Their marketing seems to vary only in frequency, not in messaging. They send the same catalog to all three segments – customers, recipients, and the rented list – the only difference is frequency of mailings. Presumably within the customer base values differ, as would they vary among the recipients. While price sensitivity may be low among the customers, it could be very high among the recipients, and this would help explain the 1% yield on catalogs sent to recipients considering the $80 average priced Calyx Flower item.
Question #2. What is important to people when they buy flowers? What attributes/benefits do they care about when choosing a flower retailer?
People care about longevity, variety, presentation, speed of delivery, ease of ordering, freshness, and price. The degree that an individual will care about each attribute will vary.
Question #3. What should John do?
The first step is to identify all the segments in the market and then further profile the segments that place a premium on Calyx’s differentiators – providing longevity and freshness. Understanding the values associated with these product attributes will aid in creating Calyx Flowers’ positioning strategy.
Calyx should utilize value-based segmentation to target their products to customers who would care most about their offerings. The value-based segmentation should be focusing on customers’ psychological needs such as image and social status. Calyx should then complement value-based segmentation with profile-based segmentation focusing on demographic (age, income, education, social status) and behavioral (volume purchased, frequency repurchase) characteristics. This will aid in identifying effective and cost-efficient communication and distribution strategies for the targeted value-based segment.
If we were in John’s shoes we would craft a positioning strategy that would create a distinct image of Calyx Flowers as the “Cadillac of Flowers”. Quality would be the focus over variety, delivery, and ease of ordering.

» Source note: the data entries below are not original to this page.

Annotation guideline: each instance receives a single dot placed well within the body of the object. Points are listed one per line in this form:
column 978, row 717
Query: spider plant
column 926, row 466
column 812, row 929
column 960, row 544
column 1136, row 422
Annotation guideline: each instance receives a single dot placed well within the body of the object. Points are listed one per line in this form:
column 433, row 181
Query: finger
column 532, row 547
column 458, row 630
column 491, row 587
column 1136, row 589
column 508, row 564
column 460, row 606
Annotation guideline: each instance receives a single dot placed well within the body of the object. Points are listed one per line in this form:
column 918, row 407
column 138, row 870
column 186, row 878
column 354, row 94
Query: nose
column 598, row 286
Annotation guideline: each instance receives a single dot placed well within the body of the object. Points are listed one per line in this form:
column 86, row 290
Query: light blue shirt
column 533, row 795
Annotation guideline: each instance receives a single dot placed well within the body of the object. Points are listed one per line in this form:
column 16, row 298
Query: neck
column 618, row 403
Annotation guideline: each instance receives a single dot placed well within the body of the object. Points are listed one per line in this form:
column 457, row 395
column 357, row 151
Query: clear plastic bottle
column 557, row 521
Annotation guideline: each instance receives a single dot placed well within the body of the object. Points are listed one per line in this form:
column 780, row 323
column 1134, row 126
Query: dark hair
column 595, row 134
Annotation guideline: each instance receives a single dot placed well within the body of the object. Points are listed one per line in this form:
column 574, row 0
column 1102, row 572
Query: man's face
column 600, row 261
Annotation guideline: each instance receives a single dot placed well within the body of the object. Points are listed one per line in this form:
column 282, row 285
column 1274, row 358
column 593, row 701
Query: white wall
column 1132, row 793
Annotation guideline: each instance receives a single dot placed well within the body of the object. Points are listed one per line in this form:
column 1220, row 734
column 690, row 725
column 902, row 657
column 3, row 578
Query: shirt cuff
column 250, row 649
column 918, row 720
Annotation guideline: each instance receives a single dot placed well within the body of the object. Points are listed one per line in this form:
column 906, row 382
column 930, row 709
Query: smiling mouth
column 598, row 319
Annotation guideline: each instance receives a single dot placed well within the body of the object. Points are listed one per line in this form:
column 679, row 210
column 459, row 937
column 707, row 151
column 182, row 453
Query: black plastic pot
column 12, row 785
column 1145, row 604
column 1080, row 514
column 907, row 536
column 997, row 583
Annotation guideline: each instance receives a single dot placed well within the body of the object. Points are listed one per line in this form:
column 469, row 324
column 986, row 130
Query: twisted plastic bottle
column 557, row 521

Once Calyx identifies the correct target(s) and positioning strategy they will then be able to determine the most effective method of advertisement appropriate for those targets. Our recommendation is to create a pull strategy – target the typical recipients and create a strong brand perception for recipients so that they “demand” the Calyx brand. Similar to Tiffany Inc, Calyx should create very unique and well recognizable packaging in creating their premium brand. This approach will help Calyx justify the premium price and incent buyers to prefer Calyx over other retailers. We feel that option two is most likely the best method for implementing the pull strategy because it would allow Calyx to tell a story, whether it be in TV or radio. By reenacting the reaction of a Calyx Flowers recipient, they can convey how their unique direct from growers distribution and packaging guarantees freshness, thereby prolonging the longevity of their gift.
We absolutely would not recommend increasing the number of catalogs mailed to potential buyers from the rented mailing lists. This strategy has proven to be ineffective due to a misaligned target segment.